What does the financial well-being look like for students of Oklahoma’s largest universities? With the fall semester approaching, many students and parents have college on their minds.

Student debt is one of the most pressing problems facing the United States, and this fall, tuition is increasing at all of Oklahoma’s public colleges and universities. Tuition and mandatory fees will increase an average of 8.4 percent, according to the Oklahoma State Regents for Higher Education.

A few years ago, the U.S. Department of Education launched College Scorecard, which made cost-related information easily accessible to the public. The website helps students choose a college that best meets their financial needs.

The Frontier analyzed data from 10 Oklahoma colleges with the largest student bodies. The majority of the colleges are public, four-year universities, with the exception of the University of Tulsa, which is a private institution.

Tulsa Community College, Oklahoma City Community College and Rose State College are two-year colleges, which could affect debt per year of education.

In 2015, more than half of Oklahoma’s students left college with debt. The median debt for students at graduation range from $9,750 at Rose State College, to $25,000 at the University of Tulsa. It should be noted that private institutions, such as TU, tend to be more expensive.

We calculated the typical debt per year for each university. Variations can be seen depending on whether the college is a two or four-year institution. The figures include only federal loans, meaning private and Parent PLUS loans are excluded.

Many students turn to federal students loans to help pay for college. At Northeastern State University, 52 percent of students borrowed. At Oklahoma City Community College, only 24 percent of students took out federal loans.

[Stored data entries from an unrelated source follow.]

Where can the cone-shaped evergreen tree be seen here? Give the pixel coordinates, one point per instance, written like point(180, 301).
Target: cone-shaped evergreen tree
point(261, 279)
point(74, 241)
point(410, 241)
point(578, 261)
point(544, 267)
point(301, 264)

After college, graduates are faced with paying off their debts. The table below shows the percentage of students who repaid at least $1 of their debts within three years of finishing school. At the University of Oklahoma, 88 percent of students repaid at least $1 on their loans, while 50 percent of students at Oklahoma City Community College did.

The accompanying table show graduates’ median earnings 10 years after entering school, which ranges from $31,200 to $46,600. The figures are for former students who received federal loans only.